Jail time didn't do him any good unfortunatly, (he still drinks heavily), but it gave us peace of mind knowing he wasn't out there drinking himself into oblivion for that short time.
He was very angry at us for a short time, but got over it soon enough. Every single day of my life, I wish he'd see the light and quit drinking. Addiction in families is so very difficult to go through It hurts so much knowing that there is a good person in there if they'd only give themselves the chance to sober up.
How many have had to have their adult child locked up?
My Son was on probation. I was trying to get him to follow his rules and he was with his Brother, wanted to go buy Meth, his brother told him no he was going home, he attacked his Brother, bystanders called the police, they arrested him, his Probation Officer asked if he continue to stay with us? I told her no because this wasn't the first time he had been violent and I could no longer deal with him. So she had no choice but to lock him up, I was the only one that he was able to stay with.

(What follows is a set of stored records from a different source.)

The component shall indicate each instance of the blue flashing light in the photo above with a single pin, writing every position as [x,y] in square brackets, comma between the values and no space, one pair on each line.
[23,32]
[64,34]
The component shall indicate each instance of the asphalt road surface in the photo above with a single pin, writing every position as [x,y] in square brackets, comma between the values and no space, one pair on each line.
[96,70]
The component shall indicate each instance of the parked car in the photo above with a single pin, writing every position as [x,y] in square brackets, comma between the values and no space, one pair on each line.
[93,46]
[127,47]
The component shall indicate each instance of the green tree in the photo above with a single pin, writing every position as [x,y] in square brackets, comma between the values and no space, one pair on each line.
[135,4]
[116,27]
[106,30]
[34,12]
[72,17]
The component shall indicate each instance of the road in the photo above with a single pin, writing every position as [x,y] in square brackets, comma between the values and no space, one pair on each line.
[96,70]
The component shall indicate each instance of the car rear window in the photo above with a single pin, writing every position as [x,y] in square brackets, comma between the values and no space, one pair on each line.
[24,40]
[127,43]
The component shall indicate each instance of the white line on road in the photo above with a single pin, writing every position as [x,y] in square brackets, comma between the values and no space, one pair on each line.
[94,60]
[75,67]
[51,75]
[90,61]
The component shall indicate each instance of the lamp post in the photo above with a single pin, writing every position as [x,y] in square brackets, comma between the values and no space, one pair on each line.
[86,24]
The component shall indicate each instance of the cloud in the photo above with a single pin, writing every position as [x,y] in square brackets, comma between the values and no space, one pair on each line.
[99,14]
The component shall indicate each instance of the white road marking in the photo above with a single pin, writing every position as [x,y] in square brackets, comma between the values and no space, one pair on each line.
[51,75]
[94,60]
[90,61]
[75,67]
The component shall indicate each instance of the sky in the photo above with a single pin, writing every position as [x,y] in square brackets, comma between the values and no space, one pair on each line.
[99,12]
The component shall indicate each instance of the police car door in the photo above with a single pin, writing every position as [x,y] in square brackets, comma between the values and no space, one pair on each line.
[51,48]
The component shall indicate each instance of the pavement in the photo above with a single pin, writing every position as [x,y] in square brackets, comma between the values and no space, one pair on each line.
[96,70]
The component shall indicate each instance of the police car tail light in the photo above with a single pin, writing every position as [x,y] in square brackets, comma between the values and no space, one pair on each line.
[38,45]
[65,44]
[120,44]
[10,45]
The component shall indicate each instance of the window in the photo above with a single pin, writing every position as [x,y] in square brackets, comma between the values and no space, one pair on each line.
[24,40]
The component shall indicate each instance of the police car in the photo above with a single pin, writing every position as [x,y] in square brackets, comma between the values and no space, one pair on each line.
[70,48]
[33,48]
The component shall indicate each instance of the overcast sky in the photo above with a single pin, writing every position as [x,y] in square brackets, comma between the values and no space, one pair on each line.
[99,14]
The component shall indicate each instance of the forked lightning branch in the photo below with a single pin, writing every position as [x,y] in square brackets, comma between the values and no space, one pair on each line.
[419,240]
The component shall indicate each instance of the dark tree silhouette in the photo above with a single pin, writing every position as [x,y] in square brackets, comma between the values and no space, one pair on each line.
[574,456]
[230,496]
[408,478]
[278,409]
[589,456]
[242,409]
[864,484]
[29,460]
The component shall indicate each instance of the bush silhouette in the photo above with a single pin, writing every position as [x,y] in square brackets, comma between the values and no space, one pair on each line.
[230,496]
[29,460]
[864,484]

Now him, his other Brother and my Ex Wife is blaming me for this.
brushrunner
Tell the brother it's his fault. If only he went with him to buy the meth, none of this would have happened. Then give your ex-wife the probation officer's phone number.
Since she knows better than you, they can work it out.
I know it's so awful picturing that baby/little kid but really, NOBODY thinks just putting a roof over an addict's head is any kind of solution at all. If he can't get into a very long term rehab, it's a major, major problem.
Sometimes you need to let them hit absolute rock bottom.
He did. Or at least he should have. They went searching for him and found him homeless in a park. Prior to that, he was starving and living in his brother's backyard because his brother wouldn't let him in his house. The OP thought he might have a chance at becoming stable if someone was ensuring he took his medication. That's why they took him into their home. I believe he's like 39 years old---mentally ill, drug addicted, etc. The other siblings don't sound much better. The OP's wife, the step mother of these people, is a saint because she is the one who wanted to find him and bring him into their home. It's sad it turned out the way it did, but the addiction was never addressed and everyone warned him that it wouldn't likely work out as long as he was addicted. Who knows, he might not even be mentally ill if he got off the drugs. Maybe some people never hit rock bottom and eventually die.